The motivation comes from scientific programming where large amounts of data are generated in C++ and analyzed in Python.

Writing to .npy has the advantage of using low-level C++ I/O (fread and fwrite) for speed and binary format for size. The .npy file header takes care of specifying the size, shape, and data type of the array, so specifying the format of the data is unnecessary.

Loading data written in numpy formats into C++ is equally simple, but requires you to type-cast the loaded data to the type of your choice.

Installation:

Default installation directory is /usr/local. To specify a different directory, add -DCMAKE_INSTALL_PREFIX=/path/to/install/dir to the cmake invocation in step 4.

  1. get cmake
  2. create a build directory, say $HOME/build
  3. cd $HOME/build
  4. cmake /path/to/cnpy
  5. make
  6. make install

Using:

To use, #include"cnpy.h" in your source code. Compile the source code mycode.cpp as

g++ -o mycode mycode.cpp -L/path/to/install/dir -lcnpy -lz --std=c++11

Description:

There are two functions for writing data: npy_save and npz_save.

There are 3 functions for reading:

The data structure for loaded data is below.
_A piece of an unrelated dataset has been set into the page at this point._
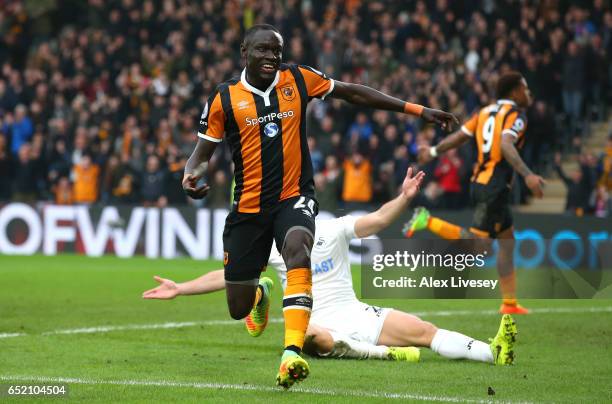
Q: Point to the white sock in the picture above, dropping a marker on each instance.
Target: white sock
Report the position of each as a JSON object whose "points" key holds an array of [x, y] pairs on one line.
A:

Data is accessed via the data<T>()-method, which returns a pointer of the specified type (which must match the underlying datatype of the data). The array shape and word size are read from the npy header.

struct NpyArray {
    std::vector<size_t> shape;
    size_t word_size;
    template<typename T> T* data();
};

See example1.cpp for examples of how to use the library. example1 will also be build during cmake installation.